I head over to the table Toby and David have picked out, and he’s still watching me. What is it? Am I wearing my t-shirt that says, “You say tomato, I say fuck you.” No. Is it my black leather trench coat? Am I just radiating latent guilt? What? What?
He comes over to the table where I’ve just taken off my coat. His expression is serious, he’s frowning a little. Then it occurs to me – the Jamba Juice. He knows that I shouldn’t have it here in the coffee shop. Is it illegal to have a carry-in?
He then he says. “Did you write The Name of the Wind?”
And I’m floored. He’s read my book. We chatted for a bit, and I got to look popular in front of my fellow writers.
However, I knew that for what it was, a fluke. There had been a story about me in the paper a couple days before. A “Local Boy Does Good” sort of thing. They used a picture of me, and I have to admit I do have a bit of a distinctive look.
Jump forward to last week. Sarah and I are walking out to my car in the Borders parking lot.
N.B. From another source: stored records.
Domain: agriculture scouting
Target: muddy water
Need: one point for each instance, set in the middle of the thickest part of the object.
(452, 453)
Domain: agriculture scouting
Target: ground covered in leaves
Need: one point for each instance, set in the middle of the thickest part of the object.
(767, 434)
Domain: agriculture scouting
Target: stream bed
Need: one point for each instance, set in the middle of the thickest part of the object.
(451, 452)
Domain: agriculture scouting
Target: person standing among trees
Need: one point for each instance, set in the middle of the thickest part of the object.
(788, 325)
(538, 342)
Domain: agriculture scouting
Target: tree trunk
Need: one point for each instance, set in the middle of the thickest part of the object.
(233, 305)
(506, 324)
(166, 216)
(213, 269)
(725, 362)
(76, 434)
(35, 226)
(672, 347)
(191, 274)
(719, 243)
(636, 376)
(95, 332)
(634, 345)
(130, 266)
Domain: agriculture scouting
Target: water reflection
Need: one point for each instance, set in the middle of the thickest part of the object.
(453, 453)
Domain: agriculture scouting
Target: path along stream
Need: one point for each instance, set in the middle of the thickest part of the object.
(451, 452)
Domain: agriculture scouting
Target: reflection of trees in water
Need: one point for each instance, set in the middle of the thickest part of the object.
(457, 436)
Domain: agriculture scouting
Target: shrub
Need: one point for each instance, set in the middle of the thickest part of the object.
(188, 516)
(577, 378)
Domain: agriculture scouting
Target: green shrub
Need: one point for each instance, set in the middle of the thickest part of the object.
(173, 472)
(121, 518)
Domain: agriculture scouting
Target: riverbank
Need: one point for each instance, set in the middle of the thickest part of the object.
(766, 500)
Heading toward the bookstore is a stranger, making more than the usual amount of eye-contact. As he had some respectable chin growth, I figured he was just expressing beard solidarity.
But then, as he comes closer he nods and says, “I like your work.”
I say, “You’re kidding me. You know who I am?”
He does, apparently. Still, I can pass this off as a fluke too. It did happen in the parking lot of a bookstore, after all.
But then, two days later, I’m at the post office mailing the check out to Heifer. When I hand the guy the envelope, he looks down at it, then says, “Are you the writer Pat Rothfuss?”
So… yeah. It was weird. Cool, but weird. It’s nice that these last two things happened when Sarah was around, so she thinks I’m cooler than I really am. This is important because she’s much prettier and nicer than me. I need to have something to balance the scales out.
In unrelated news, I’m going to be making an appearance at a bookstore in Pasadena on January 17th. I can’t lay my hands on the details right now, but I’ll post them up as soon as I can find the appropriate piece of paper.